Short-term loans allow borrowers to access a lump sum of cash and then make monthly payments for a set repayment period. In general, short-term loans have repayment terms of between 3 and 18 months. Rates can range from 3% to over 50%, and interest begins to accrue on the entire loan balance as soon as the funds are disbursed.

As with some other same-day loans, the combination of short repayment terms and high interest rates can result in high monthly payments.

Business line of credit

A commercial line of credit allows borrowers to access funds based on their needs, up to an established borrowing limit. Rates are usually between 10% and 99%, and interest only accrues on the portion of the credit line to which the borrower has had access.

Borrowers can also pay down their balance and reuse their funds for the duration of the drawdown period, usually between 12 and 24 months. This means that a business line of credit can cover ongoing costs without having to pay interest on more money than is actually needed.

Merchant Cash Advance

A merchant cash advance (MCA) is a type of financing that businesses can use to quickly access cash without meeting traditional qualification and application requirements. Under this type of financing, a business owner receives a cash lump sum that is secured by a portion of future sales receipts.

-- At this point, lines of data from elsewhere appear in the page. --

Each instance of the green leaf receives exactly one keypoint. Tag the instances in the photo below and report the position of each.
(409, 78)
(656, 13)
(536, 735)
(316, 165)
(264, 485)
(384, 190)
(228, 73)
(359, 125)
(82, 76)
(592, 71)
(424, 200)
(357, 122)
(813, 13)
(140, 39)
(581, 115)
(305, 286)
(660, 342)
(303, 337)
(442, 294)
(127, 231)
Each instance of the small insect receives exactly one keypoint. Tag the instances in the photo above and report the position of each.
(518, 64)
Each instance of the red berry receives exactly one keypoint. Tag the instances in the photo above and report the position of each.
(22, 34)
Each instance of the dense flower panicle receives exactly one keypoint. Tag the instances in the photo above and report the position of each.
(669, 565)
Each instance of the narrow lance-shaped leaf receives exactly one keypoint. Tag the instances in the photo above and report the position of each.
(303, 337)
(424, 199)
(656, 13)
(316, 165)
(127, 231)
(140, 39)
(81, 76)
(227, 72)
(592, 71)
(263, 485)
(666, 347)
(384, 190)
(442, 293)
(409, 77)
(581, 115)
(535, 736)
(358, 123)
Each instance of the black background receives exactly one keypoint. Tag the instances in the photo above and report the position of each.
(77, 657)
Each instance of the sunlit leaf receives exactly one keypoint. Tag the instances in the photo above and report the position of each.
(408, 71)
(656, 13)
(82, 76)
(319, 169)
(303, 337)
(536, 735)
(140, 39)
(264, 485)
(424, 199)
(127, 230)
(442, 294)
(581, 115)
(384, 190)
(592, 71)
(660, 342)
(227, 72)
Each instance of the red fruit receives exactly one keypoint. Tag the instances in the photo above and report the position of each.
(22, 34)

Factor rates typically range from 1.2 to 1.5, which equates to annual percentage rates (APR) between 40% and 350%, which is much higher than many other forms of business financing. Loans are repaid from the company’s daily credit card sales or through daily or weekly automatic clearing house (ACH) payments.

For this reason, MCAs may be suitable for businesses with a high volume of sales to cover payments.

Invoice financing

Invoice financing allows borrowers to secure a business loan with a portion of the business’s outstanding invoices, typically between 80% and 90%. The business remains responsible for collection, and when the customer pays the bill, the borrower repays the loan, plus fees and interest.

Interest typically accrues at a rate of 1% to 3% per month, with APRs ranging between 10% and 79%. Invoice financing can be expensive, but it gives businesses access to cash quickly and without meeting traditional qualification requirements.

Business credit cards

Business credit cards give businesses access to a revolving line of credit that can be used to cover operating costs, purchase office supplies and equipment, and solve other day-to-day cash flow issues. APRs range from around 13% to 35%, but borrowers with excellent credit may qualify for a card with an introductory rate of 0%.

This type of funding can also come with almost immediate approval, and borrowers may be able to use the account before they receive a physical card.